Why I made the judge configurable
If you use an LLM judge, the first fair criticism is obvious: what if the judge is biased, too strict, too loose, or inconsistent about what counts as an answer? That criticism is valid. My answer was not to pretend it does not exist. My answer was to expose the judge as a configurable component.
Now you can run the same benchmark with a different judge model and compare the outcome. If one judge labels borderline responses as evasive while another calls them compliant, you can see that. If scores are stable across judges, that raises confidence. If they move around a lot, that tells you something too.
I think this is how benchmarks like this should be built. If there is a judgment layer, make it inspectable. Do not hide it behind a single default and call the result objective.
The surprising part is not refusal. It is the shape of refusal.
I did not build this expecting every model to answer everything. That would have been a silly expectation. The part that stands out is how uneven the behavior is once you put models side by side under the same prompt set.
gpt-oss-120b at 92% compliance and deepseek-v3.2 at 0% compliance is a huge spread. qwen3-next-80b and kimi-k2.5 sitting in the middle is more interesting than a clean binary split. It suggests that refusal behavior is not just a top-level model policy; it is often a patchwork of topic-specific filters, response templates, and thresholds for what counts as disallowed content.

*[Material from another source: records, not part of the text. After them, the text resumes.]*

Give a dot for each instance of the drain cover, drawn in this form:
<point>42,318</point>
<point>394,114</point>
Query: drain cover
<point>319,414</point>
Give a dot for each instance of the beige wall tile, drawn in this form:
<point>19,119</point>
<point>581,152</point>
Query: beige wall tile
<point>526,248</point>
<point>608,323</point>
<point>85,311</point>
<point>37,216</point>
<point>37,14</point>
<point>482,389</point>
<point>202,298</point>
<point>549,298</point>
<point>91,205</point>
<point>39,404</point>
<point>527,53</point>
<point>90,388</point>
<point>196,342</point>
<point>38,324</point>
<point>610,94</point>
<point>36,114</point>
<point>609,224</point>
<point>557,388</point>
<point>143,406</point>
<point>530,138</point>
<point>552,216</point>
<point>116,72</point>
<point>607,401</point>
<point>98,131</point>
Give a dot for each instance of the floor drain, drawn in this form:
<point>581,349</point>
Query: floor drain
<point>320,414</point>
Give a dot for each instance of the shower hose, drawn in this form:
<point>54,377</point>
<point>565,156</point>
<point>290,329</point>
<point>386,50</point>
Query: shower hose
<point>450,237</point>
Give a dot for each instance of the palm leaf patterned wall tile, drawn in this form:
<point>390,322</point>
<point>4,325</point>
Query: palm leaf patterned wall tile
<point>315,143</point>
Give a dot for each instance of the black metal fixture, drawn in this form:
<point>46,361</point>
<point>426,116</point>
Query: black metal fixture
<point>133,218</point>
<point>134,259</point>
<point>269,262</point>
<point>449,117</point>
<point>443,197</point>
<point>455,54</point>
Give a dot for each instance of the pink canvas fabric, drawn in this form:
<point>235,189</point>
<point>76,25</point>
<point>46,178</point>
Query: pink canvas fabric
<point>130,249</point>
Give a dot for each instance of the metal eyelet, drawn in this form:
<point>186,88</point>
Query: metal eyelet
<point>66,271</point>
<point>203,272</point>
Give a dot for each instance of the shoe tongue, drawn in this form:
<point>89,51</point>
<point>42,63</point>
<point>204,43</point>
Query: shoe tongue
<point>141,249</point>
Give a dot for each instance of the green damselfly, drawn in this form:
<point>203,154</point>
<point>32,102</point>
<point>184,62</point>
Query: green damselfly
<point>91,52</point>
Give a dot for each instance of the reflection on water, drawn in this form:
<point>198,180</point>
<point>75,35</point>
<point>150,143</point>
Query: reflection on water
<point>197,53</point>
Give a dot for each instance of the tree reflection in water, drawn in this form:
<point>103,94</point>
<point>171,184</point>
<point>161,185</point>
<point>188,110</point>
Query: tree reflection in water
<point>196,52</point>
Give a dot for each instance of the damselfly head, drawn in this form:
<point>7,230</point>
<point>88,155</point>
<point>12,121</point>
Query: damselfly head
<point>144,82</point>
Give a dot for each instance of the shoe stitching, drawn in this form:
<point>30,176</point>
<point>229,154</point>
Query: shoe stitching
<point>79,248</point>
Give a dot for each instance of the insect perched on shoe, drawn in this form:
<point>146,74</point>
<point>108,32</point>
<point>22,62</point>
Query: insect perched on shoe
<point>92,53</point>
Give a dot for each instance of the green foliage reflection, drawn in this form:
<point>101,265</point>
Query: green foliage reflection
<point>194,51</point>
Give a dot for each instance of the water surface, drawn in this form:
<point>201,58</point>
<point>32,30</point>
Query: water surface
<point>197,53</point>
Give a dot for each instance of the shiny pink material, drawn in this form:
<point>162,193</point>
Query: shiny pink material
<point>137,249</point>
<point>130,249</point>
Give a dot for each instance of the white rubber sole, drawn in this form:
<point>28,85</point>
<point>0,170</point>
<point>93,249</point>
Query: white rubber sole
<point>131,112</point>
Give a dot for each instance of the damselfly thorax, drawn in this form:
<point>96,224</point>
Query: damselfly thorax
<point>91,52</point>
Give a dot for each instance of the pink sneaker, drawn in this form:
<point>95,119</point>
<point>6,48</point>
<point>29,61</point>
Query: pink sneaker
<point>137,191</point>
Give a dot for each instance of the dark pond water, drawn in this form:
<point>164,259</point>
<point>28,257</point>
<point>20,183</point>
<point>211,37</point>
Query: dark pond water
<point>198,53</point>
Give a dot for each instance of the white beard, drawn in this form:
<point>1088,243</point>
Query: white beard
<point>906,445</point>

That is useful for model selection. If you are building a product where users need direct answers on sensitive material, refusal rate is not some side note. It is part of capability. A model that declines the task is not helping you just because it scores well on a benchmark somewhere else.

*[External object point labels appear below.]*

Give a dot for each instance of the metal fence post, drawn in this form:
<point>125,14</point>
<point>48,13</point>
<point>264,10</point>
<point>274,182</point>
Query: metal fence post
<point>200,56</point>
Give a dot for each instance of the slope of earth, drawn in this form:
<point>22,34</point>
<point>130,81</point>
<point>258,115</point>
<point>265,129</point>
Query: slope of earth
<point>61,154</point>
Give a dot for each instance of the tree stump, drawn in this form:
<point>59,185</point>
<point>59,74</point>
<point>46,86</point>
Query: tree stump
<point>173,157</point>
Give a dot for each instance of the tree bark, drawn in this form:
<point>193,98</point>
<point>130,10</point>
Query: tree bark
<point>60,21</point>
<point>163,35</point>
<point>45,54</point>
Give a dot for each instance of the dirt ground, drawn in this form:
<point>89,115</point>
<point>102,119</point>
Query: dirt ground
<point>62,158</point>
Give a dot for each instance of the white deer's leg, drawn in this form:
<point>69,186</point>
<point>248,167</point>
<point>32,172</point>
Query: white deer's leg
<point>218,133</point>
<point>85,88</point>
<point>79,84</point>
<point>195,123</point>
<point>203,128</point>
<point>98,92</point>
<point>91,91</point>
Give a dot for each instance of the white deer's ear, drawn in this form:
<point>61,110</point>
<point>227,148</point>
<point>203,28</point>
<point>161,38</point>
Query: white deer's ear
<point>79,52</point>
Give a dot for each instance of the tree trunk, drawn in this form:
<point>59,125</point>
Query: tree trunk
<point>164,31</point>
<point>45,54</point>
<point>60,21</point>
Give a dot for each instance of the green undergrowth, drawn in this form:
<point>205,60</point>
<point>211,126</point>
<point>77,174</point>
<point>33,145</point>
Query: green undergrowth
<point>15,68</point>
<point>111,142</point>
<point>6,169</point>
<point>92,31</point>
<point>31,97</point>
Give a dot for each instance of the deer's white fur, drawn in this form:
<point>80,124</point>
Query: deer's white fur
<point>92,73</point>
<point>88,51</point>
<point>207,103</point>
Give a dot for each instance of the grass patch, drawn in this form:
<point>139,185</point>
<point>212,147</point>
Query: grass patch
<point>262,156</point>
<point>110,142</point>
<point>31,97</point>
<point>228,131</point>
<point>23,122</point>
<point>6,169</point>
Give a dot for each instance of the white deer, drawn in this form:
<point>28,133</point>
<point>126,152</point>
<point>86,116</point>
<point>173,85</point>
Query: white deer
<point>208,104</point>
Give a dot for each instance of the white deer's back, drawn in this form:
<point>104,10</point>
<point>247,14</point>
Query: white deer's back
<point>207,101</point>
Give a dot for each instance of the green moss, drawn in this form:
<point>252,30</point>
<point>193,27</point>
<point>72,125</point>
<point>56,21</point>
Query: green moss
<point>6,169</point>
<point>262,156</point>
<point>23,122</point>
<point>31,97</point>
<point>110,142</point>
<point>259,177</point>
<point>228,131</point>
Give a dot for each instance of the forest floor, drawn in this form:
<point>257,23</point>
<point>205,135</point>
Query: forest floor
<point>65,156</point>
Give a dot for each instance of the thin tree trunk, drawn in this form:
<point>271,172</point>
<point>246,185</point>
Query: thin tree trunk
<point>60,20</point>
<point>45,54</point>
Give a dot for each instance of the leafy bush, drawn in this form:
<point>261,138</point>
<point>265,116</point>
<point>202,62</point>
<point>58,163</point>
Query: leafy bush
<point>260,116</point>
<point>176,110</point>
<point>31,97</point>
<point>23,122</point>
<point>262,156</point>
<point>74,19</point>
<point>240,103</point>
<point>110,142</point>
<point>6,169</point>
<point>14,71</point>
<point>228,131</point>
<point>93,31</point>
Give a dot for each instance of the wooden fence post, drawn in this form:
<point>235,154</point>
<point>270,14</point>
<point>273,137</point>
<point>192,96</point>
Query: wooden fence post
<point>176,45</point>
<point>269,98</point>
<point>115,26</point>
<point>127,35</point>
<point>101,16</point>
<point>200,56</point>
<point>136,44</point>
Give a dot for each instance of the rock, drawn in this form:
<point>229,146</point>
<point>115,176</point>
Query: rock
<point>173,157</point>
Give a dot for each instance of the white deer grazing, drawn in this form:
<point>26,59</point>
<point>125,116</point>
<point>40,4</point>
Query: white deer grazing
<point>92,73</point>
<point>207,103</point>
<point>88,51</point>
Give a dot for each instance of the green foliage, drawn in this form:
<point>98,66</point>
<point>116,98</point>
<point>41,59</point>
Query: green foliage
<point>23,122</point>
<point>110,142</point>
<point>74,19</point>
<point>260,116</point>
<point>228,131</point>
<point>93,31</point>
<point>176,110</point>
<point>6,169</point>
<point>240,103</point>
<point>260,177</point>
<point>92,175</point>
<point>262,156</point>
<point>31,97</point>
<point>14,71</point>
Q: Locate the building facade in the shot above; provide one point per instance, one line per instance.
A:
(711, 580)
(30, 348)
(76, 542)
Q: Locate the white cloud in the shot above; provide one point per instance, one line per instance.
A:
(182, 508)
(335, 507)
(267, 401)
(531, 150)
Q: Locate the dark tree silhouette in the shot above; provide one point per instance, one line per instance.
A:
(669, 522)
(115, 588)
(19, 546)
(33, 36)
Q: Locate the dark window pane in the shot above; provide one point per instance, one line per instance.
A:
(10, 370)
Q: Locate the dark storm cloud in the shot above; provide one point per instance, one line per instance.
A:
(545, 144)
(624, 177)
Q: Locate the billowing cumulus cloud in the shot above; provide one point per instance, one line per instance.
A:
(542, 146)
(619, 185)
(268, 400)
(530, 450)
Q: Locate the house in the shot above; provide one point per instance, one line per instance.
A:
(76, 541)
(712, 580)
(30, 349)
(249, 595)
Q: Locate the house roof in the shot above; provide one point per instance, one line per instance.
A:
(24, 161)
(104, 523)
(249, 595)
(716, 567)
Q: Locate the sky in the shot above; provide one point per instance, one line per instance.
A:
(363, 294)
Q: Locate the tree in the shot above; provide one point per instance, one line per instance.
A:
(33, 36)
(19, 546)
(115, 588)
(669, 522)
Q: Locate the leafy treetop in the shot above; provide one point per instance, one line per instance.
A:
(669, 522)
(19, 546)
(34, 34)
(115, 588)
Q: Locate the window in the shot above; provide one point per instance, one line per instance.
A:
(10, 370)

This is similar to why I like benchmarks that measure real behavioral failure modes instead of only academic performance. In BullshitBench v2, the point was that model quality includes whether a system pushes back when it should. ChinaBench looks at a different failure mode, but the same principle applies. Benchmarks get better when they measure behavior users will run into.
How to use ChinaBench
If you are a developer comparing models, ChinaBench gives you a repeatable way to test refusal and evasiveness. If you are studying alignment or policy shaping, it gives you a narrow but useful lens on how models behave under politically sensitive prompts. If you just want to inspect provider differences yourself, the project is open source and easy to fork.
You can run it in the browser at the live demo, inspect the implementation on GitHub, or run it locally on port 9147. The target models are configurable, and now the judge is too. That makes it more useful both as a public benchmark and as a harness for your own experiments.

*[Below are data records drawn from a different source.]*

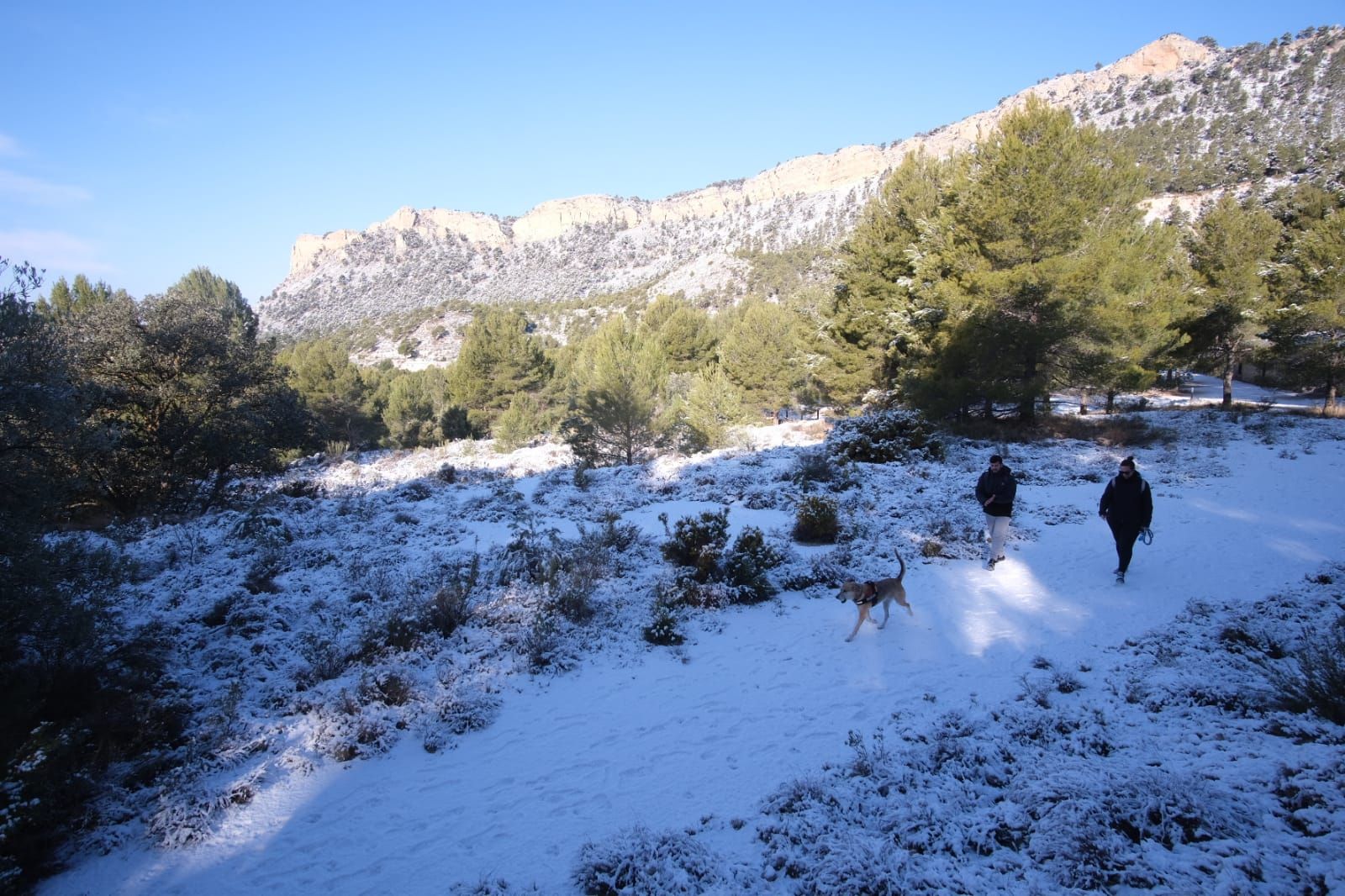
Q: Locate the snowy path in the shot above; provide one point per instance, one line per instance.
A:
(771, 697)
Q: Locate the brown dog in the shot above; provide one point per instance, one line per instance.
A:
(871, 593)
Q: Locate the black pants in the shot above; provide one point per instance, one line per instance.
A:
(1125, 535)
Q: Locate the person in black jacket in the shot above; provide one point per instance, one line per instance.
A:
(995, 492)
(1127, 505)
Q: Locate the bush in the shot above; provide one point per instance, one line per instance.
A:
(1317, 683)
(662, 631)
(815, 521)
(884, 437)
(87, 703)
(746, 564)
(699, 541)
(641, 862)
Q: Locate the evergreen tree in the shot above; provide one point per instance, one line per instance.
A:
(616, 397)
(181, 390)
(1308, 331)
(522, 421)
(65, 300)
(38, 410)
(760, 353)
(1230, 248)
(713, 405)
(683, 335)
(499, 360)
(1044, 205)
(881, 316)
(333, 387)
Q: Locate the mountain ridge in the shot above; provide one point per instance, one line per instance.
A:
(580, 246)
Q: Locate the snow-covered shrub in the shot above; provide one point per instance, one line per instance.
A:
(259, 530)
(824, 569)
(815, 521)
(699, 541)
(643, 862)
(466, 705)
(662, 630)
(186, 814)
(1091, 824)
(887, 436)
(815, 466)
(546, 646)
(746, 564)
(347, 727)
(1316, 683)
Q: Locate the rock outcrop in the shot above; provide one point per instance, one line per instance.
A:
(593, 245)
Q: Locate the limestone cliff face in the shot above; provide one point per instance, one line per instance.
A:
(591, 245)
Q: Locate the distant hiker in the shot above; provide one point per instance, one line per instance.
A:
(1127, 505)
(995, 492)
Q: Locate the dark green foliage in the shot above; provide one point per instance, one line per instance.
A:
(334, 390)
(1317, 683)
(699, 542)
(713, 576)
(887, 436)
(87, 705)
(746, 564)
(179, 390)
(499, 360)
(38, 409)
(662, 631)
(815, 521)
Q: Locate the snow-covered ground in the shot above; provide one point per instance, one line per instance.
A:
(1026, 730)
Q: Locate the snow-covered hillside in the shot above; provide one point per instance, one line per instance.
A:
(1035, 728)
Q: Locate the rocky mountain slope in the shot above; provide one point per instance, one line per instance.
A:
(1201, 114)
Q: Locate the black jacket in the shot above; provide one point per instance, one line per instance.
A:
(1127, 502)
(1001, 486)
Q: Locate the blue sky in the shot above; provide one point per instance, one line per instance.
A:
(140, 140)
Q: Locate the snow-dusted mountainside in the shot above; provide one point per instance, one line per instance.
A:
(1208, 116)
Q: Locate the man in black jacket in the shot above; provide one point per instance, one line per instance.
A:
(1127, 505)
(995, 492)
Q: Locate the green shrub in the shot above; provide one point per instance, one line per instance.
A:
(662, 631)
(699, 541)
(746, 564)
(815, 521)
(884, 437)
(1317, 683)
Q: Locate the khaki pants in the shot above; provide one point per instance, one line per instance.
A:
(999, 529)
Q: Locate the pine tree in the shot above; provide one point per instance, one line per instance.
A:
(1308, 329)
(499, 360)
(322, 373)
(760, 353)
(1230, 248)
(616, 397)
(712, 407)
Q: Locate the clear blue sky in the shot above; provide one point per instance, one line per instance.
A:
(140, 140)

If you want more context on the model set around this period, I also tracked that separately in Every AI Model Released in February 2026. But the point here is narrower. ChinaBench is not trying to make a moral argument. It is trying to measure a behavior that standard leaderboards mostly ignore.
The current data already shows why that is worth doing. Modern LLMs do not just differ on intelligence, latency, and cost. They also differ a lot in what they are willing to say, and the pattern is messier than most people expect.